The third insulin delivery option is the super bolus. It's used less than the other bolus types, and is a more extreme version of the multiwave bolus for food that is digested quickly (high GI). It's a little bit complicated because it involves the background insulin that is usually not included in calculations around food. Remember, the background level is programmed automatically to feed insulin dripwise over 24 hours. For these high GI meals (think candyfloss, Halloween or birthday party) you calculate the insulin needed for the food, then you add on the amount of insulin that you'd be getting from background insulin for the next 2 (or 3) hours and give that whole amount up front. Then you turn off the background insulin for 2 (or 3) hours. It gives you a big 'kick' of insulin with the sugary food then turns it off so you don't go low later on.

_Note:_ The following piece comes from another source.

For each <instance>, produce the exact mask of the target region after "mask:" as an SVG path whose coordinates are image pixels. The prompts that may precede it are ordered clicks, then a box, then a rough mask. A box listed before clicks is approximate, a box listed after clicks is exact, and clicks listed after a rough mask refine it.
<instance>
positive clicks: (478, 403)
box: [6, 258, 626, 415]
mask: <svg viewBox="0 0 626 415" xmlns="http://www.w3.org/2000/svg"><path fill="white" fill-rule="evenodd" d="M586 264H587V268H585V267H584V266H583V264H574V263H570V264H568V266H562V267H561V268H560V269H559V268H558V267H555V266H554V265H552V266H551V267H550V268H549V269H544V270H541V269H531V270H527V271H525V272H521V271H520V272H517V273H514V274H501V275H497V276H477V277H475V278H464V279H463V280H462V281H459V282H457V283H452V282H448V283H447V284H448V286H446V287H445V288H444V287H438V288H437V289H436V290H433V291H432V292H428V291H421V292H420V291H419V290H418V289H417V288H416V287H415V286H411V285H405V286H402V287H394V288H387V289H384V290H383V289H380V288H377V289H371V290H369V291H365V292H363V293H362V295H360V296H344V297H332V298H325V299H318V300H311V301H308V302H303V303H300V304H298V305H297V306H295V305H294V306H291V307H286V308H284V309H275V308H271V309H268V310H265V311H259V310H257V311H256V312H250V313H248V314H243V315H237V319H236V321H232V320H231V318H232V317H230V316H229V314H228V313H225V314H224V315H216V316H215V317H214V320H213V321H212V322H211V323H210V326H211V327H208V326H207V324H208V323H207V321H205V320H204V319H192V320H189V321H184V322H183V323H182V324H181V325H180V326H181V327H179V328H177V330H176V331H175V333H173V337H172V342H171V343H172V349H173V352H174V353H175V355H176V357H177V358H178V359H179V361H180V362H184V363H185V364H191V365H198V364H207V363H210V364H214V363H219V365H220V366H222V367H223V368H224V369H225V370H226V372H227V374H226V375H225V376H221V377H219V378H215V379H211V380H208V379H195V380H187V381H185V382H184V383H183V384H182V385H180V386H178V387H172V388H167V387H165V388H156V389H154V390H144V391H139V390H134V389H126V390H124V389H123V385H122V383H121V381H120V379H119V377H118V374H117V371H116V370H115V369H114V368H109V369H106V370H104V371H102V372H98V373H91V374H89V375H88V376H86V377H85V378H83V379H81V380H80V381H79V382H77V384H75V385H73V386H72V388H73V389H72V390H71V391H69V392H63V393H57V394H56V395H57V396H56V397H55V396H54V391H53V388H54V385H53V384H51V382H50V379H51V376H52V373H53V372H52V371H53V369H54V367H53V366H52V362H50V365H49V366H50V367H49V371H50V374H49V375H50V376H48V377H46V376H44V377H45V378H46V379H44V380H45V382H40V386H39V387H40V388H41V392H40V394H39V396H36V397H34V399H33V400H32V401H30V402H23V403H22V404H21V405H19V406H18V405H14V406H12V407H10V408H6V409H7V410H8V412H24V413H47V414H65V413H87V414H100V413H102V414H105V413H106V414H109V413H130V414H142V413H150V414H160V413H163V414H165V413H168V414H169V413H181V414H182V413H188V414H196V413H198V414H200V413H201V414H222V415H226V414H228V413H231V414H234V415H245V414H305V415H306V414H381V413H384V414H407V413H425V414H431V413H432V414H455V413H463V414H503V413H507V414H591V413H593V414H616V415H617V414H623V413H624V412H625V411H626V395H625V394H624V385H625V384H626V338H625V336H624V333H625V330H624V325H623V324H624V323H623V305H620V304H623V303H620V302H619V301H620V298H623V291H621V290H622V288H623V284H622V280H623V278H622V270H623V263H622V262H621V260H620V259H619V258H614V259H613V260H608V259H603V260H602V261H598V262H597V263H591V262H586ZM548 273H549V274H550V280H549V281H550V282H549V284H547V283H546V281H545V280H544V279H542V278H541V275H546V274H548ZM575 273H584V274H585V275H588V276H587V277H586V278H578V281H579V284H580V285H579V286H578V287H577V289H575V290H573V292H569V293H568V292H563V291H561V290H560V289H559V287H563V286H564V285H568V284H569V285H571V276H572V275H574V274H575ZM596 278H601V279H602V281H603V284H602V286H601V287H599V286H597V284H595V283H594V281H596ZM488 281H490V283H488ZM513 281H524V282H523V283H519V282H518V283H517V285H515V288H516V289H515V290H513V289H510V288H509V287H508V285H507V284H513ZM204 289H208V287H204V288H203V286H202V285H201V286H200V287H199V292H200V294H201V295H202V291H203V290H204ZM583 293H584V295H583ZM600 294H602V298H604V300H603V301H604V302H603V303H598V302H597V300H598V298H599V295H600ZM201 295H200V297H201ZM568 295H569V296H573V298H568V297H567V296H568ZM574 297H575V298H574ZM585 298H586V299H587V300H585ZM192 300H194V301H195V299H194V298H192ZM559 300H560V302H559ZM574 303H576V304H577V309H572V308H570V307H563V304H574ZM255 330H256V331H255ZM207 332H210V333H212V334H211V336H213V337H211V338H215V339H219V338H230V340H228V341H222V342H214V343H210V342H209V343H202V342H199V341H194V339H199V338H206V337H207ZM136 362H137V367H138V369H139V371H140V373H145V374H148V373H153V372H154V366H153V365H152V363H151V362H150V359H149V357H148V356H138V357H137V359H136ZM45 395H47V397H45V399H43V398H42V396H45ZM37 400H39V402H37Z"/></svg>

Other features that may be used more often than the different bolusing options are the different basal profiles and temporary basal rates. The basal insulin is the background 'dripwise' insulin, and the rate it is delivered is programmed into the pump as a 'basal profile'. This generally varies hour by hour, giving a little more insulin in the early hours of the morning for example, when blood glucose naturally rises as the body prepares for waking. You may have different basal profiles if you work different shifts, for example, or if your routine and pattern of activity varies between weekdays and weekends. Temporary basal rates (TBR) can be handy if you are ill and you need more insulin, or if you are exercising and you need less. A TBR is selected for a number of hours rather than for a whole day.


Writing this pair of posts has reminded me just how much is involved in managing diabetes day-to-day, with or without a pump. It's a lifetime's work - I have left out far more in these 'essays' than I have been able to include. For example, how do we decide on how much background insulin to program into the pump, or how much to give for food? How do people manage sport or illness or pregnancy or holidays or airports? What if you get it wrong, or drop the pump or handset in the toilet, or run out of insulin or needles or test strips? What if you can't do maths, or read, or you live in prison, or are homeless? These are all matters for other blog posts on other days.

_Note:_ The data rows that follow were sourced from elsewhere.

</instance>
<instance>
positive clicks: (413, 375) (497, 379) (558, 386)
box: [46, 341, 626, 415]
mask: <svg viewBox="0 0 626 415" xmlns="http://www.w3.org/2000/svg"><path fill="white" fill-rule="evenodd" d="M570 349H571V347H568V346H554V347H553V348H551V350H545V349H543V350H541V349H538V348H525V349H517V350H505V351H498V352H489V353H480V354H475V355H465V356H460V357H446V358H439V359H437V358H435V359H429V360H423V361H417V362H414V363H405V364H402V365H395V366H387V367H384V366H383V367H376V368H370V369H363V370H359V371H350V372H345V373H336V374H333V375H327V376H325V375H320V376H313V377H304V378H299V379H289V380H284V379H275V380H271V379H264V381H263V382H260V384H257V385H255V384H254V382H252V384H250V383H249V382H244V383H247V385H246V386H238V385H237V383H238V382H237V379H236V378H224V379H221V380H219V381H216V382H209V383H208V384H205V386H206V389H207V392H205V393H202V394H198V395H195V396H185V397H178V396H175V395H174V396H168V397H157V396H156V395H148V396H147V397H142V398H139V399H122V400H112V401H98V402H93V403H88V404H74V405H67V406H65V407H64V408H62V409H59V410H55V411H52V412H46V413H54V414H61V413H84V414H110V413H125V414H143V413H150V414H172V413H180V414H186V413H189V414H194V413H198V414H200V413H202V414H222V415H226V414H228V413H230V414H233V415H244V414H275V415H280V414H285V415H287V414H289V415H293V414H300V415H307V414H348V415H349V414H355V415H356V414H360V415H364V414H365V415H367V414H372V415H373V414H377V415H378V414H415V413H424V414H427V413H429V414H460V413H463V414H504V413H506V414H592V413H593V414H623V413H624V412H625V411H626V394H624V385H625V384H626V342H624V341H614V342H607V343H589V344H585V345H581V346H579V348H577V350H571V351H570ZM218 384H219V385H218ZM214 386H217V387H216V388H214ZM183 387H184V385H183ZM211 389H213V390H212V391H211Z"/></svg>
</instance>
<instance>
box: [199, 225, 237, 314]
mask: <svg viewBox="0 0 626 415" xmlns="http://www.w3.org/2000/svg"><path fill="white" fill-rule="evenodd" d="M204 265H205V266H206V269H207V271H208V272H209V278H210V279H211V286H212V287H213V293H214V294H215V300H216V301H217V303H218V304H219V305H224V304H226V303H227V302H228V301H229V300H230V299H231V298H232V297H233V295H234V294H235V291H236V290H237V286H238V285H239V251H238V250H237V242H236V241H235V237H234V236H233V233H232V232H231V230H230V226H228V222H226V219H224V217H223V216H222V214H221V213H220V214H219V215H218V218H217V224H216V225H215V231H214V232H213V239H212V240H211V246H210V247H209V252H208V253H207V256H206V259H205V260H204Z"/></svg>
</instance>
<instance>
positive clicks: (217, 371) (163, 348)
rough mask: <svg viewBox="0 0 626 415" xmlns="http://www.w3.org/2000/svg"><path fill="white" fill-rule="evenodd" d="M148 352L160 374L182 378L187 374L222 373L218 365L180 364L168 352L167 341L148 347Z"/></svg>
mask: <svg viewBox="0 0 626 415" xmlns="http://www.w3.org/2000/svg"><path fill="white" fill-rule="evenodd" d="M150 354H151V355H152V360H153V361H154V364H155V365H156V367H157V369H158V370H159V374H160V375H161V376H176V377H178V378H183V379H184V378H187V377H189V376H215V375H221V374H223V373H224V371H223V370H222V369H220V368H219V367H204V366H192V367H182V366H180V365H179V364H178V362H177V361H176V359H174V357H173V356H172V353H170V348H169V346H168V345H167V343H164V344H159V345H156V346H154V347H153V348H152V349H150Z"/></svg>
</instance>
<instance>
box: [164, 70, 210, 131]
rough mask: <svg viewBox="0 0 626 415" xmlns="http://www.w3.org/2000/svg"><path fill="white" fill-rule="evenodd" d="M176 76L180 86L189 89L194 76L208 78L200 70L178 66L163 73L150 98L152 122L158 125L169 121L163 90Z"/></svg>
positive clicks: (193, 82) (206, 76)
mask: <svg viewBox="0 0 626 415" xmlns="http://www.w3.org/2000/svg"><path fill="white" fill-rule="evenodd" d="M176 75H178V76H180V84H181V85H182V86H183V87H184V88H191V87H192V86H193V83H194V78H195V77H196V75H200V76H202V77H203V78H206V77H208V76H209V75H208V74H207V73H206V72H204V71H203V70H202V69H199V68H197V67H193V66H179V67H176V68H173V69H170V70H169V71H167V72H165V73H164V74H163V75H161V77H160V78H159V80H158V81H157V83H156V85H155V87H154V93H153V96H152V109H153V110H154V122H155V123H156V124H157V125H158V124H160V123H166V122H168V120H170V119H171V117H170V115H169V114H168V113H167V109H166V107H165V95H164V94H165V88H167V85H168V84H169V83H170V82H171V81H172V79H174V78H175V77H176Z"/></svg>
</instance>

I complained to the last group we had for structured education that they had an advantage over me, because I can't experiment and test out my dietary theories. I can estimate carbs in meals and suggest matching insulin doses and bolus types as much as I like, but I will never know if I am right. Obviously they showed no sympathy (and I expected none), but having diabetes is a process and a lifestyle and a challenge as much as a diagnosis, and one that takes a lot of effort and commitment to master.

A pump doesn't cure diabetes, but it can help. There are other technologies being developed including the holy grail of the 'Artificial Pancreas' which is intended to match the natural pancreas even more closely, but even that won't detect blood glucose or deliver insulin in the non-diabetic physiological manner. Glucose-detecting contact lenses or wrist-watches have been proposed, but these are all sticking plasters on the gaping wound that is Type 1 diabetes, and we are nowhere near any sort of cure, or even identifying a cause.